Three point eight years ago I was visiting one of my dearest friends, the local deity some of you know as Lucy-S. She told me about a website I might like, one full of people who liked to write. I probably don't need to mention the place. I logged on and started reading.
II you're new here, the best place to start is by reading. I have broken bread with a fair number of writers, including a few of the famous variety. They all read. Every last one of them has a book in their hand much of the time they aren't staring at the screen of their word processor. Connie Willis once told me that she found the research far more enjoyable than the novel that would follow. Sit down among a group of writers and you"ll soon be talking about books, and not just in the area they happen to write in. Writers are born as readers who then decide to form their own voice.
So be like Nancy Kress and Gene Wolfe. Start out by reading.
That's what I did. I found a node title that interested me and read it. Read another and another. I started clicking on some of the phrases at the bottom of the page. Soon I was following a string of links, which on e2 can take from the ridiculous to the sublime. Finally I stumbled on a nodeshell entitled air to air combat. A three or four line writeup sat there, written by someone with only a marginal knowledge of the topic. I decided that I could do better, and so sat down to write. That first writeup is still here. The brief one I sought to outdo is long gone.
I think perhaps that before anyone starts to write here though ought to have it in their mind that they can do better than what's there already. Writing is at its heart an act of egotism: you have an idea you think others will appreciate and so you put it out there. However humble you may seem in person, you have to believe in your words to expose them. Which implies that writers shouldn't put anything out there they aren't prepared to stand behind.

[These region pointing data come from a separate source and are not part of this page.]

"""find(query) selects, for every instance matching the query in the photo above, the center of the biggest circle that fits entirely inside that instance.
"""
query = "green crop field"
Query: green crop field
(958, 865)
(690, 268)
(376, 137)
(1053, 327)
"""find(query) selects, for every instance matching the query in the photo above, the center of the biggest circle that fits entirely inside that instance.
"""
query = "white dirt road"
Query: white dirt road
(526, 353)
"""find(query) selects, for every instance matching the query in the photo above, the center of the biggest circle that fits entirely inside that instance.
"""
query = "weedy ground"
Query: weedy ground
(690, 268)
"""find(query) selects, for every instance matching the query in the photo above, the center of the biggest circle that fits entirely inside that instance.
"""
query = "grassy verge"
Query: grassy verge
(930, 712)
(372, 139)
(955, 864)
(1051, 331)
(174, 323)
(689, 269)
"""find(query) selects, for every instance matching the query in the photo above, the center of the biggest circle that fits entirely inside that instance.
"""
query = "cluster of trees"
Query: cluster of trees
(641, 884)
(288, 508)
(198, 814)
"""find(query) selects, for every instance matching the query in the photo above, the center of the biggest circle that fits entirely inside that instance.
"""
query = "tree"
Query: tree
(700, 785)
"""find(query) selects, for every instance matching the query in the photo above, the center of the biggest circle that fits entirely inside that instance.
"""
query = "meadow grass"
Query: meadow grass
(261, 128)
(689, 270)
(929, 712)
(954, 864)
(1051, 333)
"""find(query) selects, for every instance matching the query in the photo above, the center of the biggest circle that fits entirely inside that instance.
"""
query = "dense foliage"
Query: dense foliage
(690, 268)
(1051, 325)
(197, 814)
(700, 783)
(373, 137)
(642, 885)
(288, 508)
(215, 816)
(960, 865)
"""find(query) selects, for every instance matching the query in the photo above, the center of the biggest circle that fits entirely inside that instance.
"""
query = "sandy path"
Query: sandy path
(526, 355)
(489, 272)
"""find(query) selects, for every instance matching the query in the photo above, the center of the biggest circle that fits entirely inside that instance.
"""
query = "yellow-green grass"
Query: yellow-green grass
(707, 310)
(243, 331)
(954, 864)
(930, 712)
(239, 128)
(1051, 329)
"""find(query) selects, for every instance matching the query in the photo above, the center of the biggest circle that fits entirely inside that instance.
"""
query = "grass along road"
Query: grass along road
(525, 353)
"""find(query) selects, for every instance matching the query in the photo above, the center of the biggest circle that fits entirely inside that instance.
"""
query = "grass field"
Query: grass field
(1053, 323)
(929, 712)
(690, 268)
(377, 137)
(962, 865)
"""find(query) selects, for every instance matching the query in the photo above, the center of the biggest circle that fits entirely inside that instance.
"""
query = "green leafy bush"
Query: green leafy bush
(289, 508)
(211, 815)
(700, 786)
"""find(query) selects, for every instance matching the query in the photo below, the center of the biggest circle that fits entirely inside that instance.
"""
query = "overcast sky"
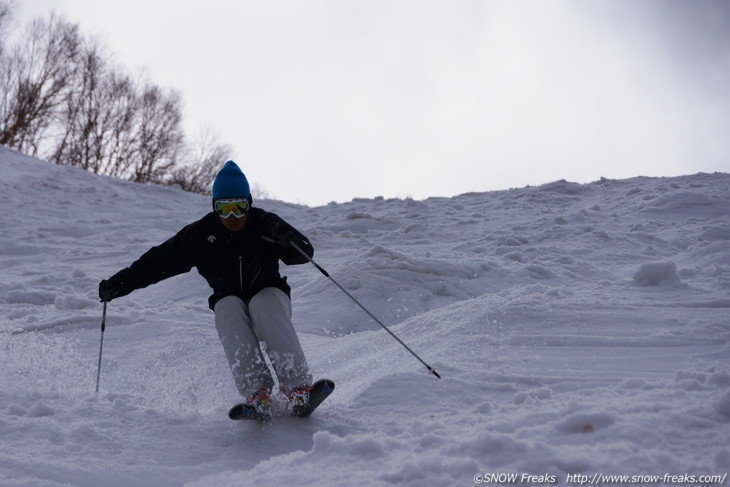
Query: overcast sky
(331, 100)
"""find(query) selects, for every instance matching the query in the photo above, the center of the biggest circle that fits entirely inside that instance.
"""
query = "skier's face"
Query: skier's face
(234, 224)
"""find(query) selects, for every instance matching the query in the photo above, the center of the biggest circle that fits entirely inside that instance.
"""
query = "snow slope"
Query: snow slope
(579, 329)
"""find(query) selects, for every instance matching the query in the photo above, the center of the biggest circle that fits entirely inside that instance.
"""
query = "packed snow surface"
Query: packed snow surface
(579, 330)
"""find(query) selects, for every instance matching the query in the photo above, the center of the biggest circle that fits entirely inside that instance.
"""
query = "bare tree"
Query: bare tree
(204, 158)
(60, 94)
(158, 137)
(37, 73)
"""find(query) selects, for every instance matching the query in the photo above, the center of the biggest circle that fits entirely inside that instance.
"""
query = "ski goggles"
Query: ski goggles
(237, 207)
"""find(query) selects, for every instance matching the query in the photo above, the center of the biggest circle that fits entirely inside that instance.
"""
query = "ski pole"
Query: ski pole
(101, 347)
(326, 274)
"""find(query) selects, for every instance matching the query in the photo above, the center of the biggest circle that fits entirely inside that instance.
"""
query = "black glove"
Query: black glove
(109, 290)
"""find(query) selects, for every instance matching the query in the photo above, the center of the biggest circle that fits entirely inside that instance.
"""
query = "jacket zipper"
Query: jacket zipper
(240, 271)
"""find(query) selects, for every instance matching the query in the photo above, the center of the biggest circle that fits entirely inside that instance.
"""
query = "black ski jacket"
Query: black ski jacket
(238, 263)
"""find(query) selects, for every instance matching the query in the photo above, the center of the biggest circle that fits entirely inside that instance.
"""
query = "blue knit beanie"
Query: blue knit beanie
(230, 183)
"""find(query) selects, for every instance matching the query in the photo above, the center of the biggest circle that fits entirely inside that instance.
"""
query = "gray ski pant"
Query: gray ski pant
(264, 325)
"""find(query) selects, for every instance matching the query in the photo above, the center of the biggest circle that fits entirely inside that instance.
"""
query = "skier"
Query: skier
(237, 249)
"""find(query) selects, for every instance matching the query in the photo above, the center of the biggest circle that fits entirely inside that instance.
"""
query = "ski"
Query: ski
(317, 394)
(247, 411)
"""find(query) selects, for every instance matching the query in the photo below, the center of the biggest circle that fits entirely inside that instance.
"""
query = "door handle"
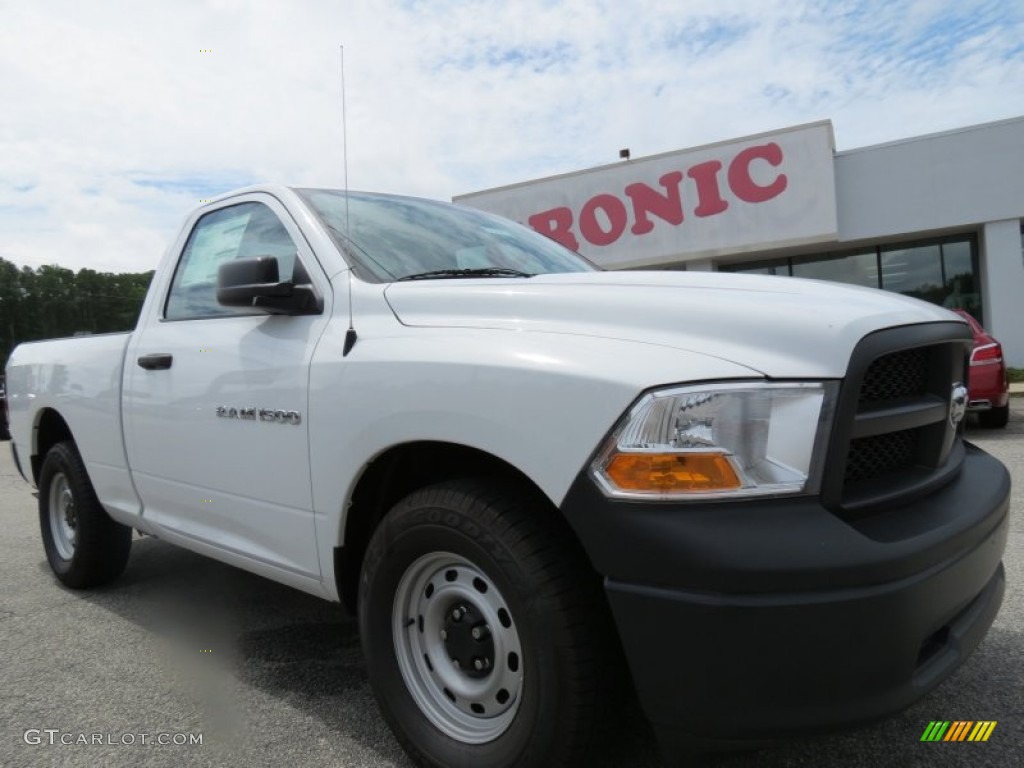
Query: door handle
(158, 361)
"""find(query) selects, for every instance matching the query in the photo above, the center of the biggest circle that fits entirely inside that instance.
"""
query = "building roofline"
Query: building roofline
(928, 136)
(659, 156)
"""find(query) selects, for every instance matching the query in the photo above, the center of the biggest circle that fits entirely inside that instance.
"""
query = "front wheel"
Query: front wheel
(85, 548)
(485, 632)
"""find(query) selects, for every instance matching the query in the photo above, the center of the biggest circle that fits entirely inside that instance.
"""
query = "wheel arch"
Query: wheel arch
(394, 474)
(50, 428)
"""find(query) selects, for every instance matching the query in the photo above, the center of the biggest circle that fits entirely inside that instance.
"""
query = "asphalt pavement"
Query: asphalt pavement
(184, 649)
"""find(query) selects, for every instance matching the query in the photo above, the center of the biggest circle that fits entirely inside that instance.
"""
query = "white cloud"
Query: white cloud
(115, 122)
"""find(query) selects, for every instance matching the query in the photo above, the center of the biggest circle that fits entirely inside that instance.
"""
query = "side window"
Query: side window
(241, 231)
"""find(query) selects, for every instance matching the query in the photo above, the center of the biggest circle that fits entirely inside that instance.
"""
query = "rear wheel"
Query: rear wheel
(995, 418)
(485, 632)
(85, 548)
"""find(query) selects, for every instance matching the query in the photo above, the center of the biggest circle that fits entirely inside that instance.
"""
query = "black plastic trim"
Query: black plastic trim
(17, 464)
(751, 621)
(895, 418)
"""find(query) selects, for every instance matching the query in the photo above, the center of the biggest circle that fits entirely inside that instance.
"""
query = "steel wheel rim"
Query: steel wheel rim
(475, 705)
(64, 516)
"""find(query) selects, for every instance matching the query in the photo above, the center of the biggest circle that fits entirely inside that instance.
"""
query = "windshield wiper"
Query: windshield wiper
(487, 271)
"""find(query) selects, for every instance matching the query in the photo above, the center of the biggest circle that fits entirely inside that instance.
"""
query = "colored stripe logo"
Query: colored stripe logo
(958, 730)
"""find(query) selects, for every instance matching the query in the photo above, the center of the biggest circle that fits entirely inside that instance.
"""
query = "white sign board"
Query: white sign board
(753, 194)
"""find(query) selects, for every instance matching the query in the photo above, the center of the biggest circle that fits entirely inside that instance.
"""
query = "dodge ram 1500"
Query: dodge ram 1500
(534, 481)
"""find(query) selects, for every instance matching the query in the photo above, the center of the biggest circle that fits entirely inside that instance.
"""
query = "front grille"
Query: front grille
(880, 455)
(896, 375)
(893, 435)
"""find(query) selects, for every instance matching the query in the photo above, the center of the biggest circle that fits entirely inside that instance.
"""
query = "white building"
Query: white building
(938, 216)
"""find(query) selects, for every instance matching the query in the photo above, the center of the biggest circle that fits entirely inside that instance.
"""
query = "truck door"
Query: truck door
(215, 398)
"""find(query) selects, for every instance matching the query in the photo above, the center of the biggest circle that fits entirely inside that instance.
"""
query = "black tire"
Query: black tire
(85, 548)
(524, 559)
(995, 418)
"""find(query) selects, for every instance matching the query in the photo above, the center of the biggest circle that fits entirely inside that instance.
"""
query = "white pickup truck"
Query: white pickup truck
(534, 481)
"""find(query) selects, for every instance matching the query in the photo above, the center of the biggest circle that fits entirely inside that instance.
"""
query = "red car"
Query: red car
(988, 387)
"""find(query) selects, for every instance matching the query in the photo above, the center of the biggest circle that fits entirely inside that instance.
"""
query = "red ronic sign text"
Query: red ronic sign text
(603, 218)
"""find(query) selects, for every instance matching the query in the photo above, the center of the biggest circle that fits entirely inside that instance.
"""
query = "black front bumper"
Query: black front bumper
(744, 622)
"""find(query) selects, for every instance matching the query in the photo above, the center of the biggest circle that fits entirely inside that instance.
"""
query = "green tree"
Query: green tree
(53, 301)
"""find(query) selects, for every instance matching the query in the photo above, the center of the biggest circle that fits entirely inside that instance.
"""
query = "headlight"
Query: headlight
(717, 440)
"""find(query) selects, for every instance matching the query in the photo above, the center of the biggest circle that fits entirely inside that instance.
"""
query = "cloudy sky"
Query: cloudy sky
(120, 116)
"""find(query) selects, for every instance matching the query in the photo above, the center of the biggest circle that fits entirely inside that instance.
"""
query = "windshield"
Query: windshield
(391, 238)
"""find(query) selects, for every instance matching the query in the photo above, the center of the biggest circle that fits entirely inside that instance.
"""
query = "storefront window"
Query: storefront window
(855, 268)
(913, 271)
(961, 279)
(943, 271)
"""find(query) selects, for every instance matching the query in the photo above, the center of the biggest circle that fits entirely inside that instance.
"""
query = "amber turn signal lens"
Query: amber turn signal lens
(672, 472)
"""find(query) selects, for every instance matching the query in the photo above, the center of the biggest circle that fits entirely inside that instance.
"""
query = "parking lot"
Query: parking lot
(183, 647)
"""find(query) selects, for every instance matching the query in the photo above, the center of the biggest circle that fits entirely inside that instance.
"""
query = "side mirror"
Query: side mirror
(255, 284)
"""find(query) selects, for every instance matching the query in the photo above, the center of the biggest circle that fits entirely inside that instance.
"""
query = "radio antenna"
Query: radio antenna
(344, 136)
(350, 334)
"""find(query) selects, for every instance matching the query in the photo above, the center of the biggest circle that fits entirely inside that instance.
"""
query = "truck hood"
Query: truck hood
(779, 327)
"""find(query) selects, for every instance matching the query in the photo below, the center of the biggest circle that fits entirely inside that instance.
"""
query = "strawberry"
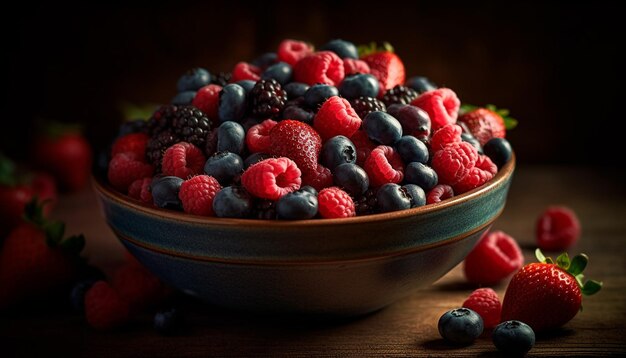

Which leads us to the issue of formatting. When I first started Opus One, I had been a user for two point something hours. I hadn't read the FAQs, and more importantly I had no idea what html tags are. Many new users come from bulletin boards or blog sites where the only formatting you have to do is hit the return key. I expect that most expect the composition window in E2 is just like all the others. Given the way most of the net works it's a wonder that any first writeups come properly formatted.
Mine wasn't. But my first editor was patient. He or she read the text and recognized thought. I was messaged about paragraph breaks and I think I replied that I put them in but didn't understand why I couldn't see them my editor understood. Paragraph commands and a sample link were installed with the command to "do it like this". The light bulb went off.
Formatting is a pain in the ass. But it offers writers a measure of control they would never have in a more user friendly format. Experienced users format automatically, and experienced users are used to seeing formatted work. New writeups without links often drew a slew of quick downvotes. Among the administration many feel that unformatted writeups need a quick axing because they'll draw immediate downvotes which may prove even more discouraging than a message from the Grim One.
If it's their first time, be gentle. You don't have to be a admin to note how long this writer has been a user. Editors are instructed to cut new users some extra slack. But any user can pitch in. If a new writeup appears that lacks links or paragraph breaks try reading it. If the work is a troll or the ranting of a lunatic by all means downvote. But If the writer has something to say try messaging them. You don't have to vote right now. Keep that vote in your pocket until they fix what they need to fix. Then vote. After all, you only get one vote per writeup, and you don't get to take them back once cast. Make new users earn your vote.
If we're slow to downvote and quick to message we'll do a better job of keeping new users, and developing them into polished writers. Growing writers is part of what we do here at e2. Imagine what a newbie will do when they fix those typos and add links and suddenly the upvotes arrive. That is the very essence of positive reinforcement.
We do good work here. We grow writers. We express ourselves. We provide data and laughs. And we are read. The New York Times recently cited a daylog by kaytay in a recent article, and mentioned E2 by name. The Times put our names around the world. We show up in Google searches. People read us, and not just other noders. You don't have to be an admin to make this place better. You just have to pitch in.